ADA, Adenosine Deaminase; ALP, Alkaline Phosphatase; ALT, Alanine Aminotransferase; AST, Aspartate Aminotransferase; BA, Biliary Atresia; CK, Creatine Kinase; CNI, Calcineurin inhibitor; CREA, Creatinine; CsA, Cyclosporine A; DBIL, Direct Bilirubin; GGT, Gamma-Glutamyl Transpeptidase; HCT, Hematocrit; HGB, Hemoglobin; IBIL, Indirect Bilirubin; ISD, Immunosuppressive drug; KPE, Kasai Portoenterostomy; LDH, Lactate Dehydrogenase; LRLT, living-related liver transplantation; RBC, Red Blood Cell; Tac, Tacrolimus; TBA, Total Bile Acid; TBIL, Total Bilirubin; TDM, Therapeutic drug monitoring.

Data Sharing Statement

The original contributions presented in the study are all included in the article/Supplementary Material, and further inquiries can be directed to the first author.
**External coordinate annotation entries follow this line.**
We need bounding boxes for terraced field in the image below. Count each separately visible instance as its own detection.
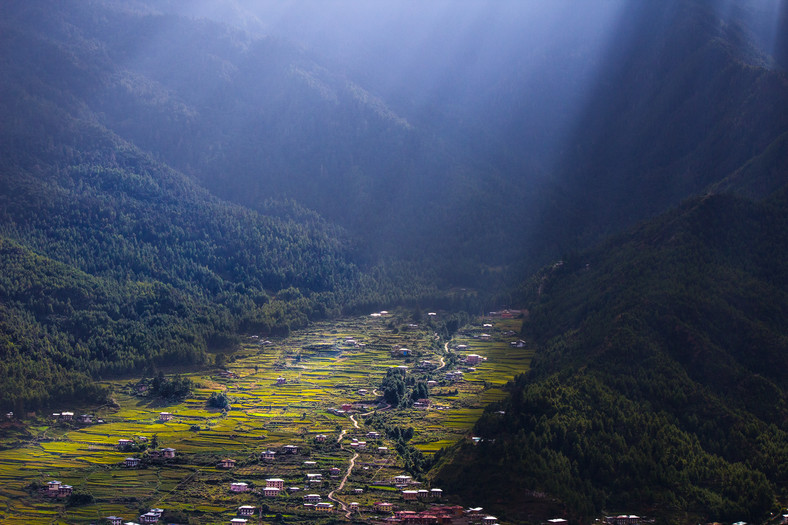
[0,315,531,524]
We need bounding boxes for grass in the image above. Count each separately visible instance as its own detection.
[0,317,531,523]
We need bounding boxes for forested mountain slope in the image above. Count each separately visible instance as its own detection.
[0,2,464,413]
[437,190,788,523]
[4,1,525,276]
[535,0,788,254]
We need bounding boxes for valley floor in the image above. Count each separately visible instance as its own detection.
[0,314,532,524]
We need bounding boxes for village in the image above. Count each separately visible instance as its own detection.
[0,312,640,525]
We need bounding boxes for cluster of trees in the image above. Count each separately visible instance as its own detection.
[430,192,788,521]
[380,368,430,406]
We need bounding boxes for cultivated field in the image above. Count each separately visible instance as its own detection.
[0,314,532,524]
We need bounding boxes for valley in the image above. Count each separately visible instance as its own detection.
[0,312,533,523]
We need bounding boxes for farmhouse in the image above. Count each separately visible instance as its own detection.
[394,474,413,485]
[238,505,255,516]
[402,490,419,501]
[605,514,641,525]
[140,512,159,523]
[304,494,323,503]
[265,478,285,490]
[217,458,235,468]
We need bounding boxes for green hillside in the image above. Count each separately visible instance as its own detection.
[437,190,788,523]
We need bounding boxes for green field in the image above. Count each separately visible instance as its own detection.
[0,314,532,524]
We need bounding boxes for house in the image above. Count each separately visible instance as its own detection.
[372,501,394,512]
[402,490,419,501]
[238,505,256,516]
[217,458,235,468]
[140,512,161,524]
[465,354,483,365]
[265,478,285,490]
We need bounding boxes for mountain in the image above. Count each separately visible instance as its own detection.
[0,2,474,413]
[0,2,524,279]
[535,0,788,254]
[436,190,788,523]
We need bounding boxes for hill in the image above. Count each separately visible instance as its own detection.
[436,191,788,523]
[534,0,788,256]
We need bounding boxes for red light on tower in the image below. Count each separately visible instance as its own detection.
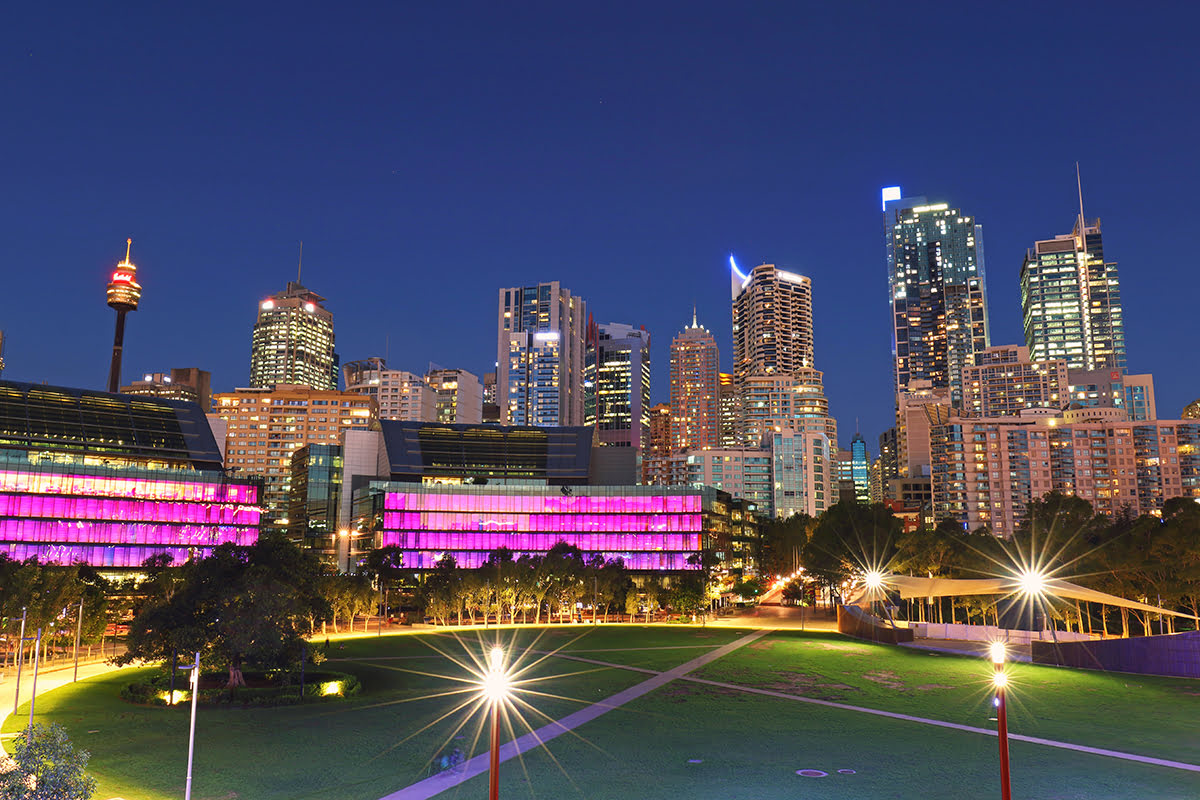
[108,239,142,392]
[108,239,142,313]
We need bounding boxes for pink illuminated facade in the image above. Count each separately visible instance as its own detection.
[0,469,262,567]
[372,483,720,571]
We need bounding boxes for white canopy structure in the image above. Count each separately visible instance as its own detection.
[850,575,1192,619]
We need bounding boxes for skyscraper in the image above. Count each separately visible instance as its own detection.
[342,357,437,422]
[883,187,990,405]
[250,281,337,391]
[730,255,812,383]
[108,239,142,392]
[844,433,871,504]
[425,368,484,425]
[1021,183,1126,372]
[496,281,587,426]
[671,312,721,451]
[583,320,650,451]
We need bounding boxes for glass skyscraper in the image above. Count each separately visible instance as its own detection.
[883,187,990,405]
[496,281,587,427]
[583,323,650,450]
[250,281,337,390]
[1021,216,1126,372]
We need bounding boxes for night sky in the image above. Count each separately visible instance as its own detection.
[0,2,1200,452]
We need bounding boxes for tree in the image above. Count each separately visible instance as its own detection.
[0,723,96,800]
[118,534,331,687]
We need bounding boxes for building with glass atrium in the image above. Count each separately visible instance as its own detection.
[0,381,262,569]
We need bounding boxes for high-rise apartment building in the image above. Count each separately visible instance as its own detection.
[212,385,378,525]
[496,281,587,426]
[883,187,990,405]
[642,403,676,486]
[850,433,871,504]
[425,368,484,425]
[671,313,721,451]
[1021,209,1126,372]
[250,281,337,391]
[583,320,650,451]
[716,372,742,449]
[931,409,1200,537]
[730,257,812,381]
[962,345,1069,416]
[342,357,437,422]
[121,367,212,414]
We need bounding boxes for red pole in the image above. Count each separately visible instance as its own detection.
[487,699,500,800]
[996,663,1013,800]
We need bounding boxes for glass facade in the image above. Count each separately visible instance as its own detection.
[0,461,262,567]
[883,191,990,407]
[360,483,710,571]
[1021,218,1126,372]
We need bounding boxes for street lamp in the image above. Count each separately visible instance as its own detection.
[480,646,511,800]
[991,642,1013,800]
[172,652,200,800]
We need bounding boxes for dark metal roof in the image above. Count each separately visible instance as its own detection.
[0,380,222,470]
[379,420,593,486]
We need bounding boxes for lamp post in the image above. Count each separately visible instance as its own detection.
[12,608,25,714]
[180,652,200,800]
[482,646,509,800]
[991,642,1013,800]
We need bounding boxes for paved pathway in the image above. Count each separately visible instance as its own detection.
[0,662,130,754]
[382,630,770,800]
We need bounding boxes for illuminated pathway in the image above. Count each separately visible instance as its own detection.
[380,630,770,800]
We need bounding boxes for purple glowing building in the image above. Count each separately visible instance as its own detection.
[0,381,262,569]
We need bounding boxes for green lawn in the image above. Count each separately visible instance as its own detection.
[5,626,1200,800]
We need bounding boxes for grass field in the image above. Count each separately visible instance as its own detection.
[5,626,1200,800]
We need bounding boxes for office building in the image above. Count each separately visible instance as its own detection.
[642,403,674,486]
[496,281,587,427]
[583,323,650,453]
[121,367,212,414]
[883,187,990,407]
[931,409,1200,537]
[425,368,484,425]
[1021,208,1126,372]
[250,281,337,391]
[0,380,262,569]
[212,385,378,527]
[671,312,721,452]
[730,257,814,383]
[342,357,437,422]
[962,345,1069,416]
[850,433,871,504]
[716,372,743,449]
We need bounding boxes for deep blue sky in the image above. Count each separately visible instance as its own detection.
[0,2,1200,452]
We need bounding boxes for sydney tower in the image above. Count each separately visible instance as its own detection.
[108,239,142,392]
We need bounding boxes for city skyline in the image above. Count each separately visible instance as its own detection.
[4,7,1200,441]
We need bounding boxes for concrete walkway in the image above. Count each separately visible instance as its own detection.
[382,630,770,800]
[0,661,132,754]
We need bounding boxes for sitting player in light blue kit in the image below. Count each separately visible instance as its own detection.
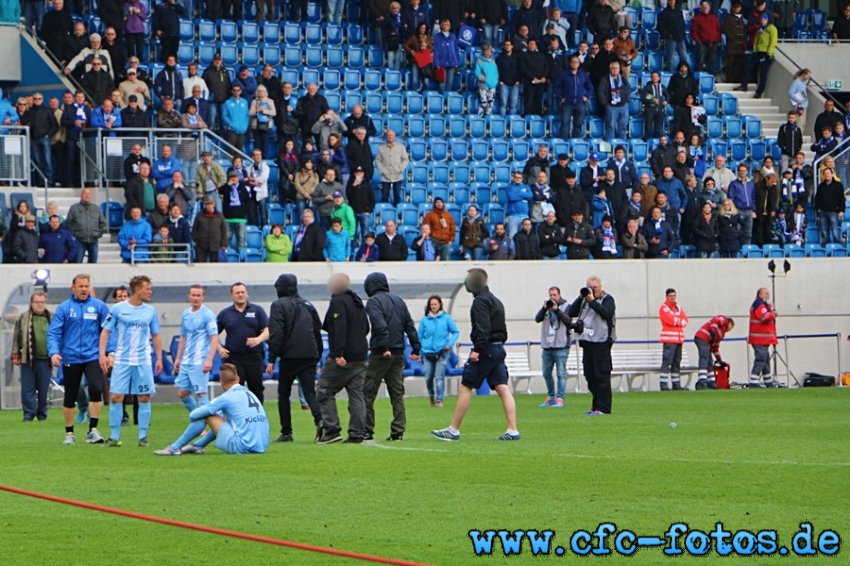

Ethical Approval and Consent to Participate

The patient’s mother had given her consent for the article to be published. This article was performed in accordance with the principles of the Declaration of Helsinki, and the Hospital Ethics Committees of Hefei Hospital Affiliated to Anhui Medical University (The Second People’s Hospital of Hefei) approved the publication of case details.

Consent to Publish

The patient’s mother had given her consent for the article to be published.

Acknowledgments

We thank Hefei Hospital Affiliated to Anhui Medical University (The Second People’s Hospital of Hefei) for providing the original data. We thank LetPub (www.letpub.com) for its linguistic assistance during the preparation of this manuscript. We are immensely grateful to our generous patient’s mother for allowing us to publish their case.

Author Contributions

All authors made a significant contribution to the work reported, whether that is in the conception, study design, execution, acquisition of data, analysis and interpretation, or in all these areas; took part in drafting, revising or critically reviewing the article; gave final approval of the version to be published; have agreed on the journal to which the article has been submitted; and agree to be accountable for all aspects of the work.

Disclosure

The authors declare that this research was conducted in the absence of any commercial or financial relationships that could be interpreted as a potential conflict of interest.

Additional information

Funding

This study was supported by the National Natural Science Foundation of China (Grant: 82003849), the National Natural Science Foundation of China (Grant: 81970518), the Special Doctoral Fund of Hefei Hospital Affiliated to Anhui Medical University (The Second People’s Hospital of Hefei) (Grant: 2020BSZX04), the Key Scientific Research Foundation of the Education Department of the Province Anhui (Grant: 2023AH052595), and the Scientific Research Projects of Health Commission of Anhui Province in 2023 (Grant: AHWJ2023BAc20099).